A ball is thrown straight up with an initial speed of 60 m/s. How high does it go? Assume the accelera-
tion of gravity is 10 m/s22
2)How long is it in the air?
1. Vf^2 + 2ad = 0,
(60)^2 + 2 * (-10)d = 0,
3600 - 20d = 0,
-20d = -3600,
d = 180 m upward.
2. d = Vo*t + 0.5at^2 = 180 m upward,
60t + 0.5*(-10)t^2 = 180,
60t - 5t^2 = 180,
Rearrange terms:
-5t^2 + 60t = 180,
Divide both sides by -5:
t^2 - 12t = - 36,
t^2 - 12t + 36 = 0,
Factor and get:
(t - 6) (t - 6) = 0,
t - 6 = 0,
t = 6 s = t(up).
d = 0.5at^2 = 180 m downward,
0.5 * 10t^2 = 180,
5t^2 = 180,
t^2 = 36,
t = 6 s downward.
t(up) + t(down) = 6 + 6 = 12 s in air.
To solve this problem, we can use the equations of motion for an object in free fall under the acceleration due to gravity.
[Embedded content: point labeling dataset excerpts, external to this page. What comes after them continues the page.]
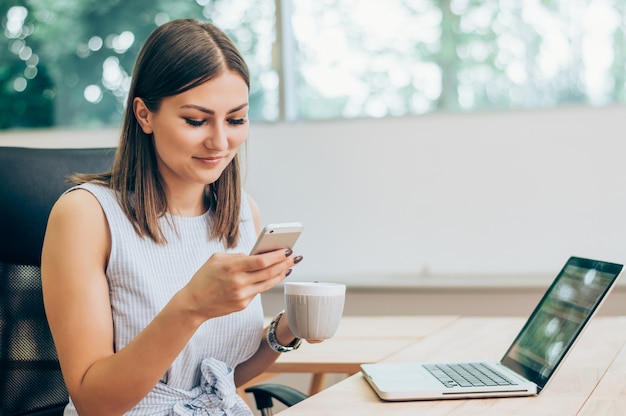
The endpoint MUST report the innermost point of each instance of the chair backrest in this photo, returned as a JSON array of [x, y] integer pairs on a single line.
[[31, 180]]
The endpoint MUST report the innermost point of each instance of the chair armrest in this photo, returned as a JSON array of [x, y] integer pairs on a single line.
[[264, 393]]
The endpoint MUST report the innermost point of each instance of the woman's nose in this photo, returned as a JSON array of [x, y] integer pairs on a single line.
[[217, 138]]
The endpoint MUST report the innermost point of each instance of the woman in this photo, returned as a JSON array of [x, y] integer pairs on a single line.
[[152, 303]]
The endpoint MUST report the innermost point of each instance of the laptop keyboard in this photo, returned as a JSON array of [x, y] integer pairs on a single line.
[[468, 375]]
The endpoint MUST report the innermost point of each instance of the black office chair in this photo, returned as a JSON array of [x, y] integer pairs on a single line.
[[30, 182], [265, 393]]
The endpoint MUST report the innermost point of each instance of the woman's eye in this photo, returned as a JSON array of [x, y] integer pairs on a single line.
[[237, 121], [195, 123]]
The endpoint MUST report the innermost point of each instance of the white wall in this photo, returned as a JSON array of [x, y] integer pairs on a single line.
[[387, 201]]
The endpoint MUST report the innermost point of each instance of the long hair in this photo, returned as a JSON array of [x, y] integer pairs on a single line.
[[177, 56]]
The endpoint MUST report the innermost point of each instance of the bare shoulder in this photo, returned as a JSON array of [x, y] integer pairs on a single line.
[[77, 222]]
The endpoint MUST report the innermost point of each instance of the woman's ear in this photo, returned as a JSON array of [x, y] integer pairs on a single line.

1) How high does the ball go?
To find the maximum height reached by the ball, we can use the following equation:
h = (v^2 - u^2) / (2g)
Where:
- h is the maximum height,
- v is the final velocity (which is zero at the highest point),
- u is the initial velocity,
- g is the acceleration due to gravity.
Given:
- u = 60 m/s
- g = 10 m/s^2
Substituting these values into the equation, we have:
h = (0 - 60^2) / (2 * 10)
Simplifying the equation, we get:
h = (-3600) / 20
h = -180 m
The negative sign indicates that the ball is at a height of 180 m above its initial position.
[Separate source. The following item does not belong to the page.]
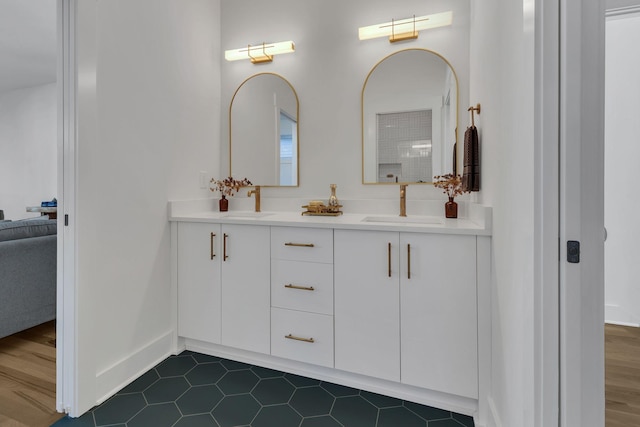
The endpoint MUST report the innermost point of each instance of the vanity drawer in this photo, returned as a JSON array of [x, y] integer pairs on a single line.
[[297, 335], [304, 286], [302, 244]]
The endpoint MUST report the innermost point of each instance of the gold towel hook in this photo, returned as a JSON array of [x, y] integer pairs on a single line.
[[472, 109]]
2) How long is it in the air?
To find the time the ball is in the air, we can use the following equation:
t = (v - u) / g
Where:
- t is the time of flight,
- v is the final velocity (which is zero at the highest point),
- u is the initial velocity,
- g is the acceleration due to gravity.
Using the given values:
t = (0 - 60) / 10
t = -6 s
Again, the negative sign indicates that the ball is in the air for 6 seconds.